The first is not a new book, but rather one I have previously shied away from reading. It is Wild Boys by Steve Malins. Now, there are quite a few reasons I’ve left this on the shelf, but the primary one is that I feel like he may have already told this story in his book, Notorious. Regardless, I grabbed it this time, and once I’m finished with a book I’m avidly reading about The Killers, this one is next on my list. I’ll let you know what I think of it!
The next one is a book that is due out on June 29. Please Please Tell Me Now, written by rock biographer Stephen Davis. I’m looking forward to this one because I think it should be interesting to contrast this book with the two written by Steve Malins. Will Davis rely as heavily on existing and widely circulated articles and interviews, or will he have new and more interesting information to share? At 349 pages, it isn’t exactly a lightweight book, so I’m hoping for the best.

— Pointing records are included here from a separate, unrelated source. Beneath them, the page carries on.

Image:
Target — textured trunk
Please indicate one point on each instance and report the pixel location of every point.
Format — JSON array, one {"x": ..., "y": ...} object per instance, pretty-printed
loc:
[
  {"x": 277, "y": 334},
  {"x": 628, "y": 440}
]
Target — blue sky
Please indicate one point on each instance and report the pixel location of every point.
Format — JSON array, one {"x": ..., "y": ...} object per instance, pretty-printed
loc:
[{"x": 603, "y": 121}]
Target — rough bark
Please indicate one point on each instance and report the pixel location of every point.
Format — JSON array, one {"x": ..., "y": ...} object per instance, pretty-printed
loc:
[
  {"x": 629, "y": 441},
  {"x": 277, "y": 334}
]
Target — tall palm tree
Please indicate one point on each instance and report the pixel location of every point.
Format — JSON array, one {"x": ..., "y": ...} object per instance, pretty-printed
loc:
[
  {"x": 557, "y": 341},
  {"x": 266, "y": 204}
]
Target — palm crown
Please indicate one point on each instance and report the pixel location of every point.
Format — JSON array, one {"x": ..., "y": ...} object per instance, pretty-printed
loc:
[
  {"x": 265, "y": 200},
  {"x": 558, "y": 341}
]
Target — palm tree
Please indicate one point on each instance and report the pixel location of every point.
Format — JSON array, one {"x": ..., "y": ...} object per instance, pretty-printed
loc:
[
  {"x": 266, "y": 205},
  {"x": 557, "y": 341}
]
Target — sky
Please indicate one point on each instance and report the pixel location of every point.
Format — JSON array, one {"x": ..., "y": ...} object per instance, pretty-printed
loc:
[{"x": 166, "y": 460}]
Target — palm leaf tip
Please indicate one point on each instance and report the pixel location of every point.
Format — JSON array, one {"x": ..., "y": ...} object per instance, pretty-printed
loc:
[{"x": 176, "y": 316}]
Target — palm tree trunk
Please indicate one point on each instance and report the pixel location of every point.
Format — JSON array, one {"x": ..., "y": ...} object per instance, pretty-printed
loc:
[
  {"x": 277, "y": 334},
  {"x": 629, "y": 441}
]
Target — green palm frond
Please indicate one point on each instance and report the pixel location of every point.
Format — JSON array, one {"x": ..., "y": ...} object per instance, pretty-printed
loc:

Again, I’ll let you know!
The final one for this week is a book that I’ve been reading for quite some time (Sorry Jason!), titled Sweet Dreams: The Story of the New Romantics. So far, I’ve really enjoyed the book because every time I pick it up, I learn something new about the music I cut my New Wave teeth on! While I feel like I know the history of Duran Duran, much of the New Romantic phase, however short – was indeed straight from Post Punk in Great Britain. It was a period of time that I knew nothing about, other than the frilly shirts and pirate attire that I saw in videos on MTV. This book is hefty, and although I’d promised to get through it quickly, I find it is one that I put down for weeks on end before picking back up again. Written as a sort of oral history gained from interviews of nearly every possible musician I once adored, it is truly a masterpiece and encyclopedia of the early 80s, but not the sort of book I can fly through in a weekend, a month, or even two!
That’s it from my library this month. Do you have any books written about Duran Duran, New Wave or other music to share – let me know!